Надо сказать, что своим значительным влиянием на русскую культуру французы очень гордились. «Мы им привили вкус, которого до нас у них не было, научили свободе мысли, внушили любовь к литературе и отвращение ко всему дикому и грубому через книги и не только через них. А сейчас мы видим блестящий расцвет русской мысли, сформированный если не нами, то, по крайней мере, вместе с нами», – писал в 1913 году лингвист и специалист по славистике Эмиль Оман.
– И вскоре началась массовая эмиграция...

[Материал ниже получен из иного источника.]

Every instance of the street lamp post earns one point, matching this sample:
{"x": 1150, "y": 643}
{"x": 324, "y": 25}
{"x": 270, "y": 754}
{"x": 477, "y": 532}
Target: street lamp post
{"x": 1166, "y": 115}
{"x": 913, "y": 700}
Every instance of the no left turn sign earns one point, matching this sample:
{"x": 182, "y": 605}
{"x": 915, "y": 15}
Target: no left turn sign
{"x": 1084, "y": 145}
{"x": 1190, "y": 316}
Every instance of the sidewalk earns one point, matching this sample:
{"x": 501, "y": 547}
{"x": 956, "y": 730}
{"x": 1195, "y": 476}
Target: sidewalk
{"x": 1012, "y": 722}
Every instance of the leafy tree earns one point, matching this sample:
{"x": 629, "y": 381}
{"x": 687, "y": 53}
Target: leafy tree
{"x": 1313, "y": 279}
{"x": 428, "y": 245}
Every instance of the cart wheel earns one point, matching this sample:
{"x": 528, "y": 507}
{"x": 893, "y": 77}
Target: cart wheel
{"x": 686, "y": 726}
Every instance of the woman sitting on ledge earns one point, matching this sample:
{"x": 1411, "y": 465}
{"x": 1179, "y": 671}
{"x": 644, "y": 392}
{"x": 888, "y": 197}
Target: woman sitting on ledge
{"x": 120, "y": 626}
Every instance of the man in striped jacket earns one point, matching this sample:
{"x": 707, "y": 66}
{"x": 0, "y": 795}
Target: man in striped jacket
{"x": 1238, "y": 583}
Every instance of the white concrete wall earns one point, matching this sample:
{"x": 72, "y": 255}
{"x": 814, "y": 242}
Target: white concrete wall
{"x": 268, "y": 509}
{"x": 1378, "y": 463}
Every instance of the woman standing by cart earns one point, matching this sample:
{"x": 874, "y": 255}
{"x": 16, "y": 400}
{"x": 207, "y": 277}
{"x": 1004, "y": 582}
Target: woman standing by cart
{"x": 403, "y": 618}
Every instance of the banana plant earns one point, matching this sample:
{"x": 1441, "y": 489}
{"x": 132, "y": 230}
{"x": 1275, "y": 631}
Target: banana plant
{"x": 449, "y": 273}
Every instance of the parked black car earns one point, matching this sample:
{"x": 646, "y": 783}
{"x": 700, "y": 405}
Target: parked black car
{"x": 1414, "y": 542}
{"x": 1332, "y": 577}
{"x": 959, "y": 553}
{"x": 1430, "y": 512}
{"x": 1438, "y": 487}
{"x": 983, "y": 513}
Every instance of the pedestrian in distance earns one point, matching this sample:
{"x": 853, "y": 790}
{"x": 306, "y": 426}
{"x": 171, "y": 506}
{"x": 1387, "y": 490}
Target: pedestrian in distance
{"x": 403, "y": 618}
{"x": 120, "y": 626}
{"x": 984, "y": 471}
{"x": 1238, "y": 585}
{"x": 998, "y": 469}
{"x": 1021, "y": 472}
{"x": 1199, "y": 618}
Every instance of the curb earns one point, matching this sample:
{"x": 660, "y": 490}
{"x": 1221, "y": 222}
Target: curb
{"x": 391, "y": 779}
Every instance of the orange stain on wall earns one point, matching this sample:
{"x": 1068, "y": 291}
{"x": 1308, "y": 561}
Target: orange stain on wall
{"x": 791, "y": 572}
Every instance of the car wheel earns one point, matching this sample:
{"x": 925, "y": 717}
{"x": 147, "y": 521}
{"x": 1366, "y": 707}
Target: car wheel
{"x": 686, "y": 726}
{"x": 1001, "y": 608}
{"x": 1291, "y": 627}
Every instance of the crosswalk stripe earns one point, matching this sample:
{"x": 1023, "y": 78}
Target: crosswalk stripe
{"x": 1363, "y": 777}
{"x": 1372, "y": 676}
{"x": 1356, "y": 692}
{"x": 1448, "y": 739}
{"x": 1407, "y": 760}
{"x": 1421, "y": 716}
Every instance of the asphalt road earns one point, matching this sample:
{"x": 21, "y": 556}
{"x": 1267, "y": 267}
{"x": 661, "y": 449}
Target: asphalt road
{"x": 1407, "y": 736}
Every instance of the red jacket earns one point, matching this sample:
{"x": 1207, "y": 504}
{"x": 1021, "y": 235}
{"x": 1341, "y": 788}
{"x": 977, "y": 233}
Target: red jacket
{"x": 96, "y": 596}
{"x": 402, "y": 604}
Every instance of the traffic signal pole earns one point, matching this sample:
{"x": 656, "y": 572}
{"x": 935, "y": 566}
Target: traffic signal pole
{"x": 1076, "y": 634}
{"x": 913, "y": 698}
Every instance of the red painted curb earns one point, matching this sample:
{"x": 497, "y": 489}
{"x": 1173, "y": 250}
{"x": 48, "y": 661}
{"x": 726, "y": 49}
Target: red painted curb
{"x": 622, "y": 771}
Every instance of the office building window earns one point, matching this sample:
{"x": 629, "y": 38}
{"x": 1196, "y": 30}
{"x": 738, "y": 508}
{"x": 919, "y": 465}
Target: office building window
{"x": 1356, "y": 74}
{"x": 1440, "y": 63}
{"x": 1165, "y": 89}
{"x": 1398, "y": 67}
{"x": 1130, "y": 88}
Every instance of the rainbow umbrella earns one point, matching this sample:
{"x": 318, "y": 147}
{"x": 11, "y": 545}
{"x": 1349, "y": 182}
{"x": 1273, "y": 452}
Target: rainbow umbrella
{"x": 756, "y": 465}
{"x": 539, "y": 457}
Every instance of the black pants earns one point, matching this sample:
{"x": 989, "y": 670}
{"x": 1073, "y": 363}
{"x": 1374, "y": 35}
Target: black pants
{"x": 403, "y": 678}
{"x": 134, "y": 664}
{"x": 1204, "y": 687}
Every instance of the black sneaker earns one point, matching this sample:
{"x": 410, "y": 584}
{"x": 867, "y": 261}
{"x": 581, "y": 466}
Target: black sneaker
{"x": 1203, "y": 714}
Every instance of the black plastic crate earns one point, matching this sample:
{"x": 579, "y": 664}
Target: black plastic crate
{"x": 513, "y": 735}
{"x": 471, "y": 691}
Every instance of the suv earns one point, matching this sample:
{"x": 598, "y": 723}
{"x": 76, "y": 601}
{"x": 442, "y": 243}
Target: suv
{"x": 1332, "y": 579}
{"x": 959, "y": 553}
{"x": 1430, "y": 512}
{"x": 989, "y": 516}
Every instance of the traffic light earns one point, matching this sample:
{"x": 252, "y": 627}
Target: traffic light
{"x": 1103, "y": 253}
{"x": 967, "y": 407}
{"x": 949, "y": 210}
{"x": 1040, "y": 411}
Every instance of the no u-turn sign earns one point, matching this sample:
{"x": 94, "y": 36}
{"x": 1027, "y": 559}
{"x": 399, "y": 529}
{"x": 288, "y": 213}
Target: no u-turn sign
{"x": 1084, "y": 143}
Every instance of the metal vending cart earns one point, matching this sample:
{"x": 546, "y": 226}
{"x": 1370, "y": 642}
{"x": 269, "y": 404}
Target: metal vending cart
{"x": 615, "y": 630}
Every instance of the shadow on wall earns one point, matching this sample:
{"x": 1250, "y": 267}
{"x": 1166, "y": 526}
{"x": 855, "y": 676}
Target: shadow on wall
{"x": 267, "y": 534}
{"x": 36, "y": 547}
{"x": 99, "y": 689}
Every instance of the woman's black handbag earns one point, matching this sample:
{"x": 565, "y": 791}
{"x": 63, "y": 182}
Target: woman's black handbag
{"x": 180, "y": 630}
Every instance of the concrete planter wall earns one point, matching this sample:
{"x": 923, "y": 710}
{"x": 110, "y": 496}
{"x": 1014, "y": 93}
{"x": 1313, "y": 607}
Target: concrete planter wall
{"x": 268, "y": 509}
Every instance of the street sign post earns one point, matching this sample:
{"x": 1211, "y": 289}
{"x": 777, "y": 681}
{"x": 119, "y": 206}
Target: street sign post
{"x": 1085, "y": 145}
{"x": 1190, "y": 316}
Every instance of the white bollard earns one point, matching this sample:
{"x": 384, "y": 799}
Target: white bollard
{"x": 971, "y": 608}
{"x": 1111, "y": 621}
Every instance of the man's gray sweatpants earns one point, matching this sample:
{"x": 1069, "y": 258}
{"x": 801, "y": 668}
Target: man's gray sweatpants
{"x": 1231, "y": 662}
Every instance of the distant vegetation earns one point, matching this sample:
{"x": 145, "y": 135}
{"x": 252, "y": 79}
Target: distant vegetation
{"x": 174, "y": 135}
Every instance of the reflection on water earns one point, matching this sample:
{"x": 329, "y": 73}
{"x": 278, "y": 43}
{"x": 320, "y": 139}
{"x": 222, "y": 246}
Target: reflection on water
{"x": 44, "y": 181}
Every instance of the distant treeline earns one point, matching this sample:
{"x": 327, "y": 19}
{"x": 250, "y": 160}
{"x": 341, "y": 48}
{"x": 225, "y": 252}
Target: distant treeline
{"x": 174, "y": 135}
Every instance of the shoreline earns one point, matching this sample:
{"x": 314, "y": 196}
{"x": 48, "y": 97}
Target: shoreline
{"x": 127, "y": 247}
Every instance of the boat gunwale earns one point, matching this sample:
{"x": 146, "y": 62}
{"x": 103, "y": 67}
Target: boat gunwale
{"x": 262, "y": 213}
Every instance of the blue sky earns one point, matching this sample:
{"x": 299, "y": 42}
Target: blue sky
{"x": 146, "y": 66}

– Да, вот уже полвека я увлекаюсь культурой и особенно литературой «первой волны» русской эмиграции. Необходимо отметить, что стыковка между «волнами» русской эмиграции не состоялась. Попытки способствовать сближению и наложению этих волн закончились провалом. «Первая волна» была могучей, она просуществовала более пятидесяти лет, что уникально. Все эти писатели уехали из России не по шкурным соображениям!
Из «второй волны» эмиграции, состоящей в основном из перемещённых лиц во время и после Второй мировой войны, в Европе почти никто не остался. Особенно во Франции. Представители этой «второй волны» считали, что лучшее, что может быть между ними и Советским Союзом, – это океан. Над ними дамокловым мечом висела возможность принудительной репатриации в СССР. В Европе остался один поэт – осколок Серебряного века – поэт Дмитрий Калиновский. Я имел честь его знать.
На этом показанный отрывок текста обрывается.